European auto manufacturers have focused on the production of batteries for electric vehicles, but experts have questioned the imminent transition to sustainable transport. Batteries need raw materials, and difficulties in supplying lithium, nickel, manganese or cobalt will make electric cars more expensive, Reuters reported.
Until recently, batteries were mainly produced by Asian companies that supplied components to Europe. But after forecasts of rapid growth in sales of electric cars, European states and car manufacturers decided to build local factories. It is planned that by 2030 the supply of batteries will be sufficient to produce an average of 13 million cars.
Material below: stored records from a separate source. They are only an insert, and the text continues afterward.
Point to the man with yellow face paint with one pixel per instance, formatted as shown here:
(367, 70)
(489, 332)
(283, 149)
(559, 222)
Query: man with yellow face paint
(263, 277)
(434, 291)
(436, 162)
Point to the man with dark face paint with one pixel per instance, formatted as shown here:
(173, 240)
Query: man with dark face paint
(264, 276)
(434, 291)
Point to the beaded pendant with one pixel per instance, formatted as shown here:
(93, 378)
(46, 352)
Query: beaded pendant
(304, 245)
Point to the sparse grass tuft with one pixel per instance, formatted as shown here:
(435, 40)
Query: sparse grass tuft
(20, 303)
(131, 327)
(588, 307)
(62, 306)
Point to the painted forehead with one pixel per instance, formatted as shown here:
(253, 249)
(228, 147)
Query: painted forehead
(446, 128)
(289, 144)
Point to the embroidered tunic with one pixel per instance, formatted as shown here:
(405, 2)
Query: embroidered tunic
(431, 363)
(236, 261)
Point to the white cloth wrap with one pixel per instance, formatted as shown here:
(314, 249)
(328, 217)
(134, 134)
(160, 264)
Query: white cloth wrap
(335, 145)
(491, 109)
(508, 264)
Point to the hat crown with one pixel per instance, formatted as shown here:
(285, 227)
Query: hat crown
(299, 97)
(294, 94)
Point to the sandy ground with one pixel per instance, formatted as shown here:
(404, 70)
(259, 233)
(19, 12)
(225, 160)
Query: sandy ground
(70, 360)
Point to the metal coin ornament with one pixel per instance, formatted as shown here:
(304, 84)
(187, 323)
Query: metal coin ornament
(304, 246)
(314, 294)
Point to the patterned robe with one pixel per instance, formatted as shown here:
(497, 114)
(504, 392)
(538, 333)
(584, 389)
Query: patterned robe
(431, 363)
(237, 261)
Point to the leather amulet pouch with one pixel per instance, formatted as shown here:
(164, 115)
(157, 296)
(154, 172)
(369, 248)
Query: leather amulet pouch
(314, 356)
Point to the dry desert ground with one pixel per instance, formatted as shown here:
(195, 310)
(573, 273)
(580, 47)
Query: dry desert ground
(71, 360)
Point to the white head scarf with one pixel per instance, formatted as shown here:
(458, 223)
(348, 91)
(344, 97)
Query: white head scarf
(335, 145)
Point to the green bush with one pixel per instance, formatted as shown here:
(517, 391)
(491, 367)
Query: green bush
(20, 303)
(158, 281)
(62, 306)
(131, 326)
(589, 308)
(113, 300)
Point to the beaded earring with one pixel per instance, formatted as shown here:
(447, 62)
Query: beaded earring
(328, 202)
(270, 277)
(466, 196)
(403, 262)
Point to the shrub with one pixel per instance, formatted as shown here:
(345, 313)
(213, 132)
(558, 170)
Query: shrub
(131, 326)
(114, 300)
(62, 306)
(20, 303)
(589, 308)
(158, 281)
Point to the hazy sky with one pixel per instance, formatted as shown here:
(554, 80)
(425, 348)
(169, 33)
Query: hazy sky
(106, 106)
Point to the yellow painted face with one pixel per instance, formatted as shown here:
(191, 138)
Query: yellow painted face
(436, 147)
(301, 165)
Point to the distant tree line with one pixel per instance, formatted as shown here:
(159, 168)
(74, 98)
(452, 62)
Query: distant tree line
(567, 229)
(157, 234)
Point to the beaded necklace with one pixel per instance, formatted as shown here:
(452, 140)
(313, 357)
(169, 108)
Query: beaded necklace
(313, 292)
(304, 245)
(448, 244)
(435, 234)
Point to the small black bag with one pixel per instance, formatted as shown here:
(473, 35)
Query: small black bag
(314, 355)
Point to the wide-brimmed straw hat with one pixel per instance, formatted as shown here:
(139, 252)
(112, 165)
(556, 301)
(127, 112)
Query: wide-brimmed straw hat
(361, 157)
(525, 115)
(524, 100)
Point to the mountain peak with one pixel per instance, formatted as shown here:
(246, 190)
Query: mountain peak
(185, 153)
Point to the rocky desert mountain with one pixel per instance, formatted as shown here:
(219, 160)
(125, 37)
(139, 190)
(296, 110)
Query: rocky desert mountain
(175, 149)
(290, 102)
However, experts from the industry news agency Benchmark Mineral Intelligence (BMI) warn: due to multibillion-dollar investments in battery plants, not enough money is being invested in the extraction of raw materials in Europe itself. Until now, lithium has mainly come from Australia and Chile, cobalt from Congo, and graphite from China. But imports, according to analysts, may rise in price or stop altogether due to the deterioration of trade relations. At the same time, according to estimates of the energy division of the European Institute of Innovation and Technology, by 2030 the region will be able to extract only a quarter of all necessary raw materials.
Recycling it could significantly help in solving the problem. However, at present, only 10-20 percent of the demand can be met with secondary raw materials. “There is a serious question whether supply can keep up with demand throughout the battery supply chain,” concluded Daniel Harrison, an analyst at consultancy Ultima Media.
Analysts at the international audit and consulting company Ernst & Young expect that by 2033, sales of electric vehicles will exceed sales of cars with an internal combustion engine. The latter, according to forecasts, by 2045 the market will be less than one percent.